Python Libraries

  • AutoViz - AutoViz performs automatic visualization of any dataset with a single line of python code. Give it any .csv, .txt, or .json file of any size and AutoViz will visualize it and save it as html files automatically.

  • Numba - Numba is an open source JIT compiler that translates a subset of Python and NumPy code into fast machine code. Numba translates Python functions to optimized machine code at runtime using the industry-standard LLVM compiler library. Numba-compiled numerical algorithms in Python can approach the speeds of C or FORTRAN.

  • scikit-learn - Scikit-learn is an open source machine learning library that is a simple and efficient tool for predictive data analysis.

  • NetworkX - NetworkX is a python package for the creation, manipulation, and study of the structure, dynamics, and functions of complex networks.

  • pandas - is a fast, powerful, flexible, and easy to use open source data analysis and manipulation tool.

  • Vaex - Combines memory mapping, a sophisticated expression system, and fast out-of-core algorithms. Efficiently visualize and explore big datasets, and build machine learning models on a single machine.

  • SciPy - SciPy provides algorithms for optimization, integration, interpolation, eigenvalue problems, algebraic equations, differential equations, statistics and many other classes of problems.

  • XGBoost - XGBoost is an optimized distributed gradient boosting library designed to be highly efficient, flexible and portable. It implements machine learning algorithms under the Gradient Boosting framework. XGBoost provides a parallel tree boosting (also known as GBDT, GBM) that solve many data science problems in a fast and accurate way. The same code runs on major distributed environment (Hadoop, SGE, MPI) and can solve problems beyond billions of examples.

  • PyMC - PyMC is a probabilistic programming library for Python that allows users to build Bayesian models with a simple Python API and fit them using Markov chain Monte Carlo (MCMC) methods.

  • statsmodels - statsmodels is a Python module that provides classes and functions for the estimation of many different statistical models, as well as for conducting statistical tests, and statistical data exploration.

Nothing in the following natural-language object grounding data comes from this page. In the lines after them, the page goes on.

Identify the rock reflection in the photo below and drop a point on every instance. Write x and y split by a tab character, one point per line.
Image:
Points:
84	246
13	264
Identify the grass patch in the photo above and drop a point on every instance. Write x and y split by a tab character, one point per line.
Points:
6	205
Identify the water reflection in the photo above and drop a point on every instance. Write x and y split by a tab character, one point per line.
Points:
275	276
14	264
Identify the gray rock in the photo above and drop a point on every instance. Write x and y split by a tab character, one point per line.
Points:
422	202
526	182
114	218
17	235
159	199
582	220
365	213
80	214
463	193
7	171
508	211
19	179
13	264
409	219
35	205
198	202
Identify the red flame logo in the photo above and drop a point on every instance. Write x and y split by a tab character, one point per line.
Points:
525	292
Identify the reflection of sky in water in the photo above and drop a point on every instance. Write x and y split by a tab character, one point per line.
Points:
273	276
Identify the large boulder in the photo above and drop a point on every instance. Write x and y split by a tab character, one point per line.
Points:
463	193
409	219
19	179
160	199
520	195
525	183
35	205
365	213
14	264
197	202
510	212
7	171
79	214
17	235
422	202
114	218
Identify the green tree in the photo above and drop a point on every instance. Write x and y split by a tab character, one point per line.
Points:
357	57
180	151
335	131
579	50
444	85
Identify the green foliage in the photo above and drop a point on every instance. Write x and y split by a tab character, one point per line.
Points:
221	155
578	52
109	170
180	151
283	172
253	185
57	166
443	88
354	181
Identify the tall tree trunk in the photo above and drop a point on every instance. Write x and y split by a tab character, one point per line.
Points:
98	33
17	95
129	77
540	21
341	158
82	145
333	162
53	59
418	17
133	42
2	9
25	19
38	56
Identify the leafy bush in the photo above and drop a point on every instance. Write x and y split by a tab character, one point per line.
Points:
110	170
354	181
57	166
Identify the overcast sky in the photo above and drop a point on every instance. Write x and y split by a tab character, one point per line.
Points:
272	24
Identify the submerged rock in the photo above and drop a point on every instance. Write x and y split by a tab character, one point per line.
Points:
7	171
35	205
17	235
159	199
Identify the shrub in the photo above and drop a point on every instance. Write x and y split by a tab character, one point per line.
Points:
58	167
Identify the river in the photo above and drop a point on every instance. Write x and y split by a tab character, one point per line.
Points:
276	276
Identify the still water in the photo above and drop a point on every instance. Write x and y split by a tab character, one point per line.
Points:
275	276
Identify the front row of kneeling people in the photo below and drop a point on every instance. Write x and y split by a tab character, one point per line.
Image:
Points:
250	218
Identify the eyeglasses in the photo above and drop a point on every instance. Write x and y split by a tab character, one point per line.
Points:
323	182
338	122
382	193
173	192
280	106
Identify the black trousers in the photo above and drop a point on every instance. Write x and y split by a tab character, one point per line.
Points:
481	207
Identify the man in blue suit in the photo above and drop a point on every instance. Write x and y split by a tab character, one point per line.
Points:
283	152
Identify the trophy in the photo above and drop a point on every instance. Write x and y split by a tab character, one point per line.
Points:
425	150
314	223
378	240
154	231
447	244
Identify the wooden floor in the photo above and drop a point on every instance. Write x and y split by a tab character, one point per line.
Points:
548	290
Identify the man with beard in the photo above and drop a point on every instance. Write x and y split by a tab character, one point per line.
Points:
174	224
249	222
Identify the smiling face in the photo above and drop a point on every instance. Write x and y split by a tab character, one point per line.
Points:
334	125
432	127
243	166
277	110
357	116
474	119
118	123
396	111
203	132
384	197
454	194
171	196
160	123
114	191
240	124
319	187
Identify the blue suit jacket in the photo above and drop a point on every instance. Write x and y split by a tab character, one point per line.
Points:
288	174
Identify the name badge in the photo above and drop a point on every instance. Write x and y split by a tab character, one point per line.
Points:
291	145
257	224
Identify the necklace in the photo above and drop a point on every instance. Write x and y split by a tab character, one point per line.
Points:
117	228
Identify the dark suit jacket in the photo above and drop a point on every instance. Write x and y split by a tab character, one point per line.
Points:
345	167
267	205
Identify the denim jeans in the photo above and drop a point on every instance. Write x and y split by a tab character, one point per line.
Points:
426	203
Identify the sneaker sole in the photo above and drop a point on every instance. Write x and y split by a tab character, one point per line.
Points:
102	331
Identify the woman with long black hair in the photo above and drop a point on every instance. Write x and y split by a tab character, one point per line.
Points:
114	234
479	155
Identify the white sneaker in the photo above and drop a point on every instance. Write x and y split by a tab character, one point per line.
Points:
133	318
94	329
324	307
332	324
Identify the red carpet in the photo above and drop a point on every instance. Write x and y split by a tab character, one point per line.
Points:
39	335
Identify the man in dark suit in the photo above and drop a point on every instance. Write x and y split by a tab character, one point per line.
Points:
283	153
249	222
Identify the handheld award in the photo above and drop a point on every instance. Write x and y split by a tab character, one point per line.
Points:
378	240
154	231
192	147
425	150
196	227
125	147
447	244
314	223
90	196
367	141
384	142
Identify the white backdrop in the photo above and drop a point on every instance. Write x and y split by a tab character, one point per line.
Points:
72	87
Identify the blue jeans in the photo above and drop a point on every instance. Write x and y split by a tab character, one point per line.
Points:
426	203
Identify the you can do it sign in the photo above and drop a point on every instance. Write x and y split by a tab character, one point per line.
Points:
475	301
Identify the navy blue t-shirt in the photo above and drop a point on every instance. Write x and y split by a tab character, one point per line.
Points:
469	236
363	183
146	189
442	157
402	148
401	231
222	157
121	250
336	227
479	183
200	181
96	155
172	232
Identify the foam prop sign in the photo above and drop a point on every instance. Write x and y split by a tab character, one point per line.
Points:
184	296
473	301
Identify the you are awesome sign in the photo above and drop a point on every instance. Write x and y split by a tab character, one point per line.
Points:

  • bokeh - Python has an incredible ecosystem of powerful analytics tools: NumPy, Scipy, Pandas, Dask, Scikit-Learn, OpenCV, and more. With a wide array of widgets, plot tools, and UI events that can trigger real Python callbacks, the Bokeh server is the bridge that lets you connect these tools to rich, interactive visualizations in the browser.

  • Blaze - The Blaze ecosystem is a set of libraries that help users store, describe, query and process data.

  • SparklingPandas - SparklingPandas aims to make it easy to use the distributed computing power of PySpark to scale your data analysis with Pandas. SparklingPandas builds on Spark’s DataFrame class to give you a polished, pythonic, and Pandas-like API.

  • Superset - Superset is fast, lightweight, intuitive, and loaded with options that make it easy for users of all skill sets to explore and visualize their data, from simple line charts to highly detailed geospatial charts.

  • PyCM - PyCM is a multi-class confusion matrix library written in Python that supports both input data vectors and direct matrix, and a proper tool for post-classification model evaluation that supports most classes and overall statistics parameters.

  • Plotly Dash - Dash is the original low-code framework for rapidly building data apps in Python, R, Julia, and F# (experimental). Written on top of Plotly.js and React.js, Dash is ideal for building and deploying data apps with customized user interfaces. It’s particularly suited for anyone who works with data.